On March 11, 2021, Disney officially announced a new primary tool for pre-planning and personalization… but it’s not phone free. Expect that ubiquitous image of a MagicBand tapping against a turnstile to be edit-replaced across Walt Disney World’s website with the image above – of a phone handling it all.
In fact, the new Disney Genie and its MobileMagic service rolling out throughout 2021 provides all the services of the MagicBand, but using your smartphone and the My Disney Experience app. If you miss the sensation of a wearable, tap-ready wearable, an initial rollout via Apple products means that – in a poetic twist of fate – you can recreate all the elements of the practically no-cost MagicBand… on a $300 Apple Watch.
Less than a decade out from MyMagic+, Disney’s billion dollar upgrade to their Florida resort was neither the reinvention executives hoped, nor the failure fans fault it as. The truth is somewhere in the middle. Sure, looking back, much of the hardware and software of MyMagic+ didn’t stand the test of time, and its focus on pre-planning pretty inarguably went way, way too far – a course corrected by Disney Genie’s day-of focus.

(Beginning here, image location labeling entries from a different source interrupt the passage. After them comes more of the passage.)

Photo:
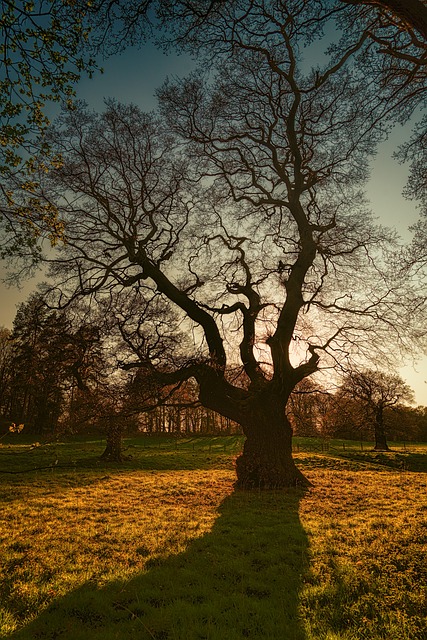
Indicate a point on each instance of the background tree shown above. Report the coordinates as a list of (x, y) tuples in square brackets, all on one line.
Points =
[(6, 370), (49, 359), (240, 208), (376, 392), (44, 49)]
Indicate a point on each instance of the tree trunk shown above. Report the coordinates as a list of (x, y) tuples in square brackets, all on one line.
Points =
[(266, 461), (380, 437), (113, 448)]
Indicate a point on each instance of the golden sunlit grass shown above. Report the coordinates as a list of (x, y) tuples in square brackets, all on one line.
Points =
[(176, 554)]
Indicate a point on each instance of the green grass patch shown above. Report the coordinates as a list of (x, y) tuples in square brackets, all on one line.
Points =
[(163, 546)]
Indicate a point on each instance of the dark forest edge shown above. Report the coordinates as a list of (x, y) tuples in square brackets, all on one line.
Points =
[(21, 454)]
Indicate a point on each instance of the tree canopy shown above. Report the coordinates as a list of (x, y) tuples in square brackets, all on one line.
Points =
[(238, 209)]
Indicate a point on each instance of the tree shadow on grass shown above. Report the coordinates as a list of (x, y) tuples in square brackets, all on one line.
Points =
[(241, 580)]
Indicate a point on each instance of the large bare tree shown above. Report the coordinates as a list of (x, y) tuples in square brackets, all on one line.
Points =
[(241, 206)]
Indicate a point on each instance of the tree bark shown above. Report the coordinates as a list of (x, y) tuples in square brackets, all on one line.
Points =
[(266, 461), (113, 449), (380, 436)]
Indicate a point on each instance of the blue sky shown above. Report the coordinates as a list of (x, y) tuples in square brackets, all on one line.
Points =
[(134, 77)]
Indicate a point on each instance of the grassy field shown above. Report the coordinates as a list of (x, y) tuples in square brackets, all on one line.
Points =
[(163, 548)]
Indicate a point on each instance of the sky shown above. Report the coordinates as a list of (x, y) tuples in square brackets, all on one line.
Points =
[(134, 76)]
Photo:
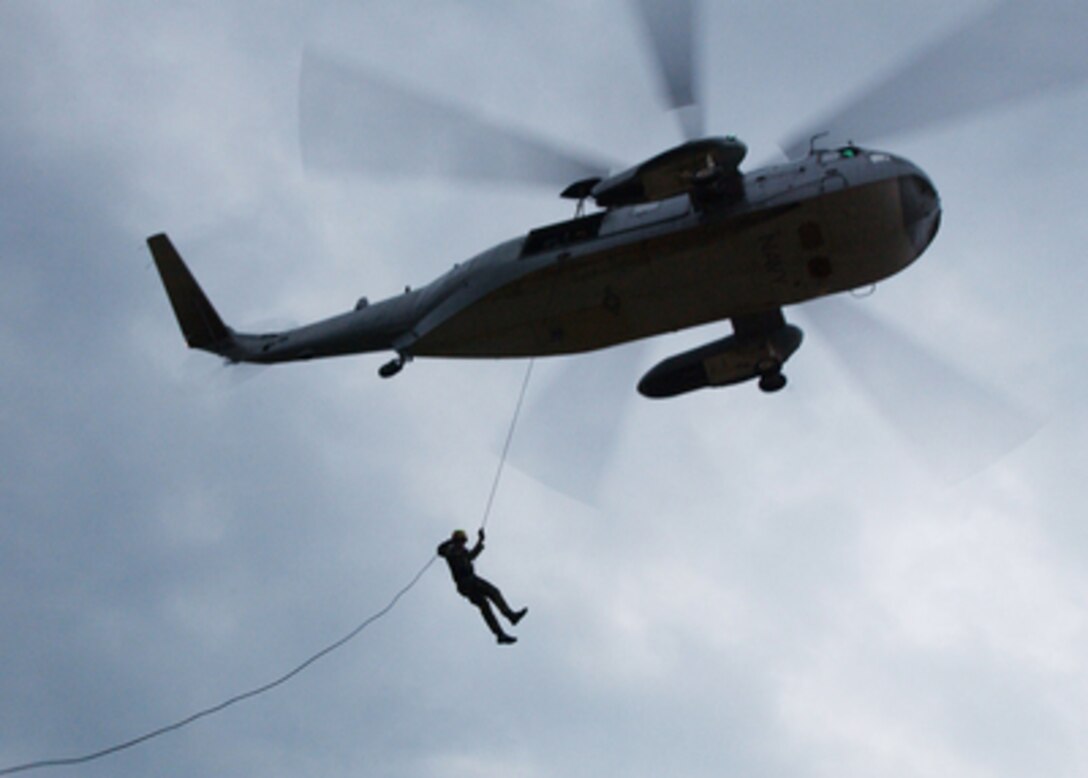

But this all-at-once, master-planned revitalization of Disney World did give the resort the same kind of big-budget reset as Disneyland or Universal Orlando’s expansion… just behind-the-scenes. Disney’s shift toward digital, self-curated vacation planning standardized and organized the resort’s many systems and provided a technology – the RFID-enabled MagicBand – to bridge the gap both between them and to smartphones.
What worked about MyMagic+ has not just lived on, but has evolved and been translated to Disney Resorts around the globe where digital ticketing, phone-based ride reservations, and online dining reservations salvage the pros of Florida’s prototype without the cons. What did not work about MyMagic+ has been given, via COVID-19, the chance for a hard reset; an opportunity to reimagine the future once more. A great, big, beautiful tomorrow awaits Walt Disney World, this time with smartphones and apps as its centerpiece… at least, until something even better come along. And hey, that’s progress for ya!